Улица продолжала нести его по неширокому тротуару, то и дело перебивающемуся поперечными переулками, которые он тоже не узнавал, хотя название одного из них было ему знакомо. И может быть, поэтому он углубился в него.

Но и здесь молчали приземистые старые дома, окруженные разросшимися кустами сирени и боярышника. Каждый молчал на свой лад. Таил в себе что-то, укрывшись за тюлем гардин или заслонясь ладонями кленовых листьев.

Но даже то, что вырывалось наружу из таинственной глубины чужого жилья — всплеск смеха, детский плач, гитарный перебор… Даже это никак не касалось его, оно его обегало и уходило, как увиденный в окно вагона ландшафт, ничем не задевший, ничего не сказавший, увиденный просто потому, что ты стоял у окна и не мог не увидеть.

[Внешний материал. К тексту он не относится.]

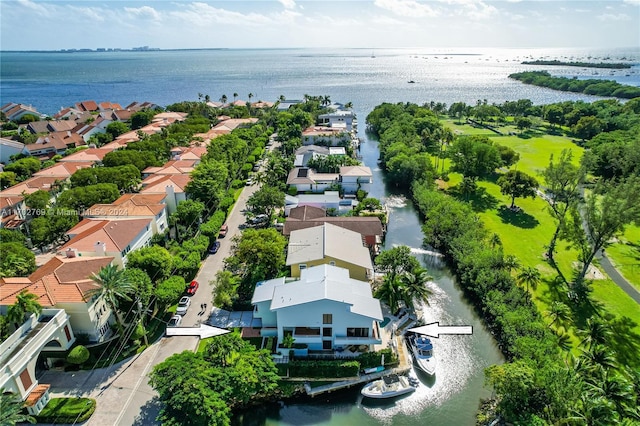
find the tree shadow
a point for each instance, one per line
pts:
(148, 413)
(625, 341)
(517, 218)
(480, 200)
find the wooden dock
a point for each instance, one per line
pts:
(403, 367)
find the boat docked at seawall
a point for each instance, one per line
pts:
(388, 387)
(422, 349)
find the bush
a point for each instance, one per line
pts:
(67, 411)
(325, 369)
(78, 355)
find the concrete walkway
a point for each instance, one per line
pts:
(122, 391)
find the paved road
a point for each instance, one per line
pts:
(123, 394)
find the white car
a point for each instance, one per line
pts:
(183, 305)
(174, 321)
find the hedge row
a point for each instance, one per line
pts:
(326, 369)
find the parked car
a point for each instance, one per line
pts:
(175, 321)
(183, 305)
(214, 247)
(261, 218)
(192, 288)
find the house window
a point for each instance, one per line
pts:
(358, 332)
(307, 331)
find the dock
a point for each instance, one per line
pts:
(404, 366)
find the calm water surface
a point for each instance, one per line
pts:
(49, 81)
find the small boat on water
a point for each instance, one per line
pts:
(388, 387)
(422, 350)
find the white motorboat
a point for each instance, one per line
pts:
(388, 387)
(422, 350)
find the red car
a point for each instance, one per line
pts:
(191, 288)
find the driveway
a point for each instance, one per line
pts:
(122, 391)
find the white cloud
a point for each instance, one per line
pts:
(144, 12)
(93, 13)
(407, 8)
(613, 17)
(288, 4)
(38, 8)
(474, 9)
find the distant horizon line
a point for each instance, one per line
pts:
(159, 49)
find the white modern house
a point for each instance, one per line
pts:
(353, 178)
(324, 309)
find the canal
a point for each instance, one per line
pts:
(453, 397)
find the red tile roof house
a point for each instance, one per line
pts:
(173, 186)
(305, 217)
(64, 283)
(109, 237)
(134, 206)
(16, 111)
(55, 143)
(89, 155)
(87, 106)
(12, 210)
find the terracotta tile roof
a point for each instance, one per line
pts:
(173, 167)
(31, 185)
(87, 106)
(10, 201)
(307, 213)
(366, 226)
(64, 169)
(60, 280)
(35, 395)
(157, 184)
(320, 131)
(88, 155)
(116, 234)
(128, 205)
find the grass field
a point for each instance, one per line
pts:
(625, 254)
(526, 233)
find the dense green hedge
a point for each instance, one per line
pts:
(325, 369)
(67, 411)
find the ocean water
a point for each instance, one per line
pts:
(50, 81)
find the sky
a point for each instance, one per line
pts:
(171, 24)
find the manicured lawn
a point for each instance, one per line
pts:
(626, 255)
(526, 233)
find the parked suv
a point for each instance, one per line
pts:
(183, 305)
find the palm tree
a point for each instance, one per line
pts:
(11, 410)
(510, 262)
(599, 358)
(529, 276)
(413, 287)
(595, 334)
(114, 286)
(559, 313)
(389, 292)
(26, 303)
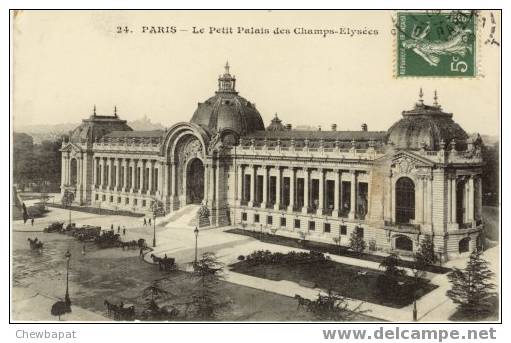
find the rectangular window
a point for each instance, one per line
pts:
(360, 232)
(297, 223)
(327, 227)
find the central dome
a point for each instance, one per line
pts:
(227, 110)
(426, 126)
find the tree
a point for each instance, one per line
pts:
(426, 253)
(357, 243)
(67, 201)
(60, 308)
(152, 293)
(206, 301)
(472, 287)
(388, 283)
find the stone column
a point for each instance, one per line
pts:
(133, 165)
(101, 173)
(454, 217)
(94, 172)
(479, 198)
(140, 178)
(321, 183)
(305, 207)
(429, 197)
(125, 165)
(419, 212)
(207, 168)
(291, 190)
(150, 177)
(277, 189)
(239, 195)
(471, 199)
(335, 212)
(353, 194)
(265, 187)
(173, 179)
(252, 185)
(109, 174)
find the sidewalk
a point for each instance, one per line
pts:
(28, 304)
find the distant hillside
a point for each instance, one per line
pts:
(52, 132)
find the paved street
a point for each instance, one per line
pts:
(113, 273)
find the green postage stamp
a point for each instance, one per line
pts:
(436, 44)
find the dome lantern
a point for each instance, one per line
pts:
(226, 110)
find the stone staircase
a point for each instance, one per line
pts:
(185, 217)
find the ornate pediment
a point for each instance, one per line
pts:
(405, 162)
(71, 148)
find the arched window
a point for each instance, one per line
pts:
(73, 170)
(405, 200)
(404, 243)
(464, 244)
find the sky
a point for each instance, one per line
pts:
(65, 62)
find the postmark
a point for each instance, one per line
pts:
(436, 44)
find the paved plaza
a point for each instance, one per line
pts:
(175, 238)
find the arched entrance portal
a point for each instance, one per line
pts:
(405, 200)
(73, 172)
(404, 243)
(195, 182)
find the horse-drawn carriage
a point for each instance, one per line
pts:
(165, 263)
(121, 311)
(86, 232)
(54, 227)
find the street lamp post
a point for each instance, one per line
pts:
(154, 230)
(67, 299)
(196, 231)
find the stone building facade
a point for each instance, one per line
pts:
(421, 177)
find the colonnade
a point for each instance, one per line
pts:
(128, 175)
(332, 192)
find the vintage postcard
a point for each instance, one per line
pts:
(260, 166)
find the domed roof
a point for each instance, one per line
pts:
(92, 129)
(276, 124)
(228, 110)
(425, 126)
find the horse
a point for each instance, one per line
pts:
(35, 244)
(302, 302)
(110, 307)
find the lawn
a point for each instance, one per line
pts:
(350, 281)
(327, 248)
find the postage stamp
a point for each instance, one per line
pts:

Знакомый голос прозвучал в его ушах: «Куда ты едешь? Что ты там найдешь? Пустыню? Мы ничего не оставили там. Никого и ничего. Даже памяти о себе…» Он не стал слушать дальше. Так он прошел и этот переулок, мимолетно удивившись тому, что не встретил ни одного знакомого. Хотя бы он был просто старым тополем у чужого крыльца. Но не было и этого. И вдруг увидел впереди выход. Это было именно так: словно выход из туннеля на свет, потому что та поперечная улица органично завершала путь, как завершает озаренный солнцем овал выход из туннеля.

Но он только мельком подумал об этом. Он вдруг был взнесен высокой волной, захватило дух, и волосы на голове, наполнившись ветром, зашевелились, и весь он словно поднялся на воздух, ставший плотным… И так остался парить над землей под небом, которое приближало к нему свой ребристый от облаков светлый купол, словно зонт раскрывшегося парашюта. Он был оглушен и растерян…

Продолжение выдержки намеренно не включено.